Two of South Florida’s police unions have encouraged their members to boycott the Miami Dolphins due to their NFL player’s national anthem protests which are opposed to social injustice including police brutality.
The National Anthem protests caused a lot of controversy last season and hurt the NFL after President Trump launched an attack on players who disrespected the anthem. The NFL tried to sort out the issue for the new season but those plans don’t seem to be working.
The Dolphins’ Week 1 pre-season game took place on Thursday night.
During the national anthem Defensive End Robert Quinn stood with his fist raised. Wide receivers Albert Wilson and Kenny Stills took a knee. This was yet another sign that the players would continue to protest during the National Anthem.
Police Unions Take Their Stand
First it was President Trump calling on NFL fans to stop going to games and watching the NFL on TV. Now Police Unions have joined the protests and this isn’t good for the NFL and its ratings.

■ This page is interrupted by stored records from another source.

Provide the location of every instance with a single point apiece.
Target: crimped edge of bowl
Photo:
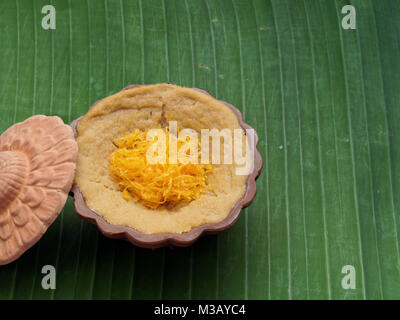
(159, 240)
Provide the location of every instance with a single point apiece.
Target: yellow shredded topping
(157, 184)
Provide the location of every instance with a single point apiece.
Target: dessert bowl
(98, 197)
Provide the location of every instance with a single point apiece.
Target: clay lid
(154, 241)
(37, 166)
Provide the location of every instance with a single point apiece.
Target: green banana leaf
(324, 100)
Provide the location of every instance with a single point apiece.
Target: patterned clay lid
(154, 241)
(37, 167)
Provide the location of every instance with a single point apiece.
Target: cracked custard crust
(142, 108)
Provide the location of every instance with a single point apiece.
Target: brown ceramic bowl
(154, 241)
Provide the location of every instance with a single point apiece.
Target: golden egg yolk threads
(155, 185)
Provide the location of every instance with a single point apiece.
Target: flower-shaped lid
(37, 166)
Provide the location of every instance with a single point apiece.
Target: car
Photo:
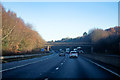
(62, 54)
(73, 54)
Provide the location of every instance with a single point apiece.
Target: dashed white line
(104, 68)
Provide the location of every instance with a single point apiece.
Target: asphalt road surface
(54, 67)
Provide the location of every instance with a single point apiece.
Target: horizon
(57, 20)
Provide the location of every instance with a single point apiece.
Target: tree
(84, 34)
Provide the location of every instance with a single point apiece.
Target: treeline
(105, 41)
(18, 37)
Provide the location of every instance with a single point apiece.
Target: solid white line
(104, 68)
(20, 66)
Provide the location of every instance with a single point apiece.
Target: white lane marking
(104, 68)
(21, 65)
(57, 68)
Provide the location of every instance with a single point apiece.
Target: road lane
(59, 68)
(79, 68)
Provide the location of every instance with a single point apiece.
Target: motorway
(54, 67)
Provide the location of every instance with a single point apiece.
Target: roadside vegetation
(105, 41)
(18, 37)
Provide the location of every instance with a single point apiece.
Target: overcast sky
(56, 20)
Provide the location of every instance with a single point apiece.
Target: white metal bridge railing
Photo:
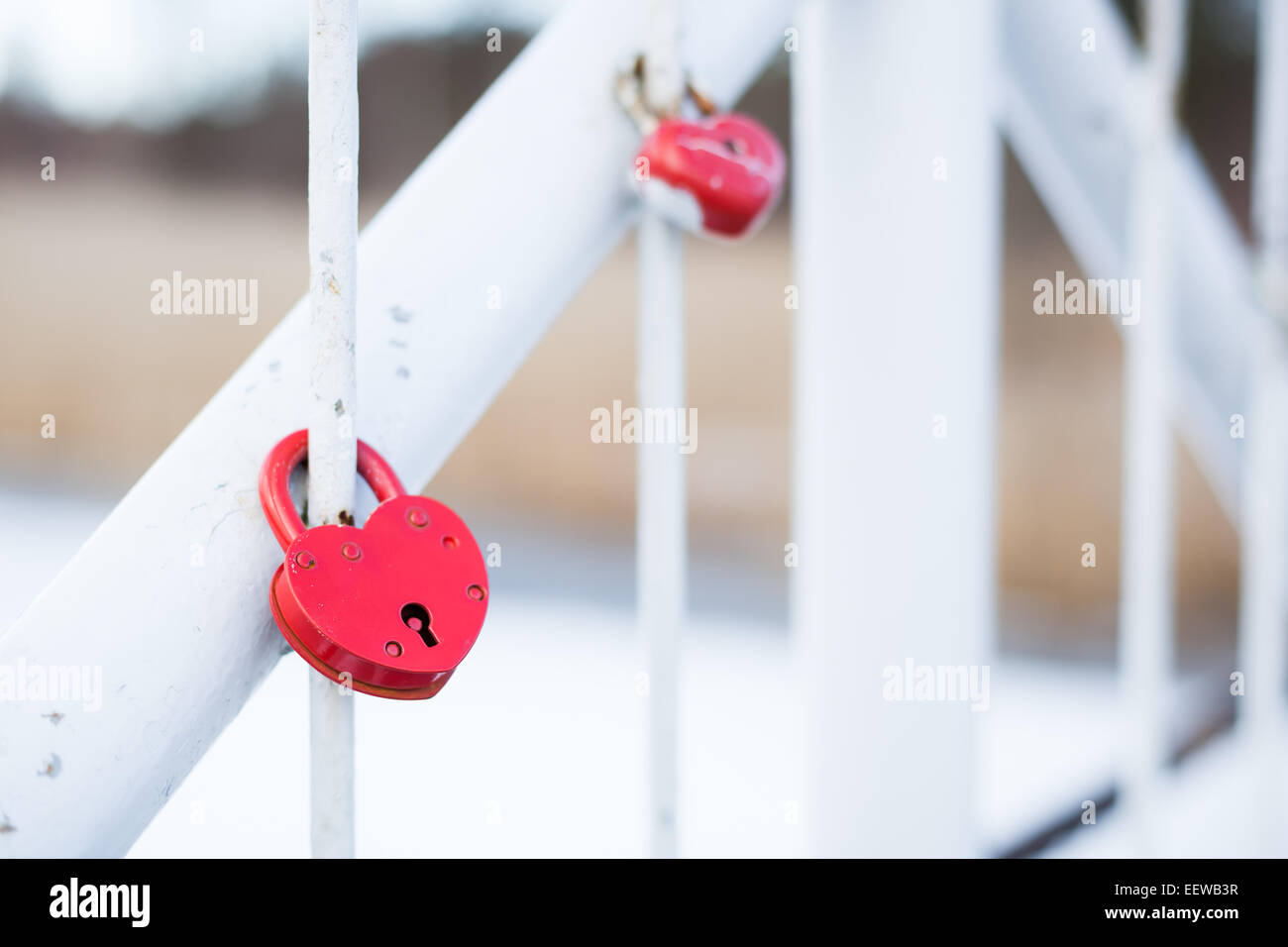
(192, 644)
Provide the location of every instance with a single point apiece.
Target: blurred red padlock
(390, 608)
(717, 175)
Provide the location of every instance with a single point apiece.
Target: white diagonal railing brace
(181, 648)
(333, 384)
(1065, 112)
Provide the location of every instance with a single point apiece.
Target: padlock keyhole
(417, 618)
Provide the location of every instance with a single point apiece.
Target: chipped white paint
(181, 648)
(333, 382)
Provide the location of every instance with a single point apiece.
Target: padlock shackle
(274, 476)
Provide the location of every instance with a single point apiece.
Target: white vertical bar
(897, 240)
(1145, 648)
(333, 335)
(661, 538)
(1262, 656)
(661, 506)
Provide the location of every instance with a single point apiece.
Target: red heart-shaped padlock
(719, 175)
(390, 608)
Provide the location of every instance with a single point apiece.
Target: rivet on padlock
(390, 608)
(719, 175)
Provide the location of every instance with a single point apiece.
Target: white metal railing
(197, 641)
(896, 551)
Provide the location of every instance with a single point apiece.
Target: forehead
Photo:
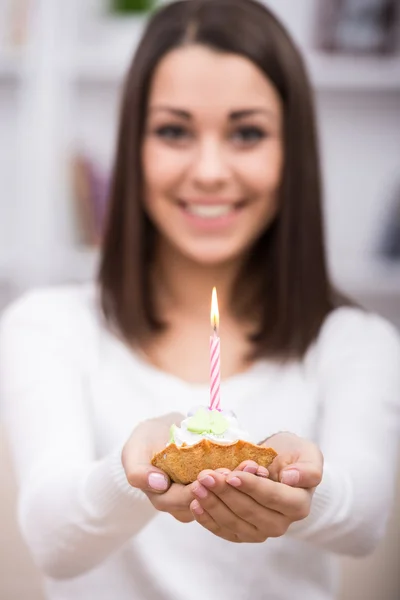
(195, 76)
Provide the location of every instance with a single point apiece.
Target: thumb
(149, 479)
(301, 474)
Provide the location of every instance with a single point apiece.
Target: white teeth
(209, 211)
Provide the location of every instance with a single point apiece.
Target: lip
(211, 224)
(209, 201)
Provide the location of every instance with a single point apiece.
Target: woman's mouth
(209, 211)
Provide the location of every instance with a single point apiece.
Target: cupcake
(208, 439)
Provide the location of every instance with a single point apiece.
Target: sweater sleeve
(74, 510)
(358, 359)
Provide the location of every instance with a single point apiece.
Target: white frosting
(183, 436)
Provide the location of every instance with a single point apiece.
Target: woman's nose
(210, 167)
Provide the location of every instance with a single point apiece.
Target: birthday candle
(215, 356)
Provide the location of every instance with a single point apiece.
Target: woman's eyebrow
(177, 112)
(249, 112)
(233, 116)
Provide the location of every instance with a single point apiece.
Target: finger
(206, 521)
(279, 463)
(302, 474)
(291, 502)
(266, 522)
(183, 516)
(248, 466)
(177, 498)
(227, 505)
(148, 479)
(217, 514)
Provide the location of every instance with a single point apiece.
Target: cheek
(262, 171)
(162, 167)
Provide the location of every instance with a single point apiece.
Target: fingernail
(235, 481)
(262, 472)
(223, 471)
(199, 490)
(196, 508)
(290, 477)
(158, 482)
(250, 469)
(208, 481)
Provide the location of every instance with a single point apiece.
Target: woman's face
(212, 153)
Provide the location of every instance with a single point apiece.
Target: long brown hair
(293, 295)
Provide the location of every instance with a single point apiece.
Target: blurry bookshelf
(78, 54)
(90, 194)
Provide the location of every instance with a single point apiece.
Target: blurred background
(61, 69)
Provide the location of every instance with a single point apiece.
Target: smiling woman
(218, 113)
(216, 183)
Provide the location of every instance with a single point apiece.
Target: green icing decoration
(208, 421)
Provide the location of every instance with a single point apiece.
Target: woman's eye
(249, 135)
(172, 132)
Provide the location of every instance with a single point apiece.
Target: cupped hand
(299, 462)
(241, 507)
(254, 503)
(146, 439)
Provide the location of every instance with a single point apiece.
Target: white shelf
(336, 72)
(11, 65)
(375, 279)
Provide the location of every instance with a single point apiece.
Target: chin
(212, 256)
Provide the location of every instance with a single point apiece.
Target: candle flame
(214, 310)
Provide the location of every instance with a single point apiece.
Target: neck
(182, 285)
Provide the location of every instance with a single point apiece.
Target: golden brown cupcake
(208, 439)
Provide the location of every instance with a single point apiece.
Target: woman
(216, 182)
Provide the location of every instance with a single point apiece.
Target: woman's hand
(299, 462)
(146, 439)
(243, 507)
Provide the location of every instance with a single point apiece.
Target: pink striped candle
(215, 356)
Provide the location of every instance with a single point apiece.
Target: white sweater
(72, 393)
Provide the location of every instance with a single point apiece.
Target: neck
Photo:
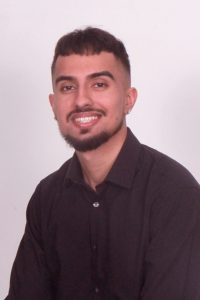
(97, 163)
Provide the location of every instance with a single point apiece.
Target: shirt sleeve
(172, 262)
(30, 277)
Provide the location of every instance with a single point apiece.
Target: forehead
(76, 64)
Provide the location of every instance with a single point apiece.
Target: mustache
(85, 109)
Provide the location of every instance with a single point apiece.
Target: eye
(66, 88)
(100, 85)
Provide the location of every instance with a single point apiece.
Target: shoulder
(49, 188)
(167, 171)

Rod Skirvin, Vice President of Broward County’s Police Benevolent Association (PBA) told the Miami Herald that the protests insulted the county’s police officers and US armed forces since several officers are ex-military. Skirvin stated that the police department will boycott the Dolphins and NFL as long as the protests continue.
Broward County’s PBA encouraged its members through a Facebook post to boycott a partnership with the Dolphins that gave discounted tickets to members. The PBA argued the agreement was based on the stipulation that the Dolphins required all its players to stand during the national anthem. Palm Beach County’s PBA agreed with that idea.
NFL Players Not Protesting Against The Troops
NFL players who have taken a knee and protested during the anthem have tried to clear their air by saying they are not protesting against the troops but social injustice.
In a statement, Aaron Rodgers who plays for the Green Bay Packers said
I don’t know how many times we can say, as a player and as a group, how much we love and support and appreciate the troops, and the opportunities this country allows us.
The pro football league and NFL Players Association (NLFPA) are trying to hash out a policy regarding anthem protests prior to the season opener scheduled for Sept. 6. So far the two parties have not been able to reach a mutual agreement.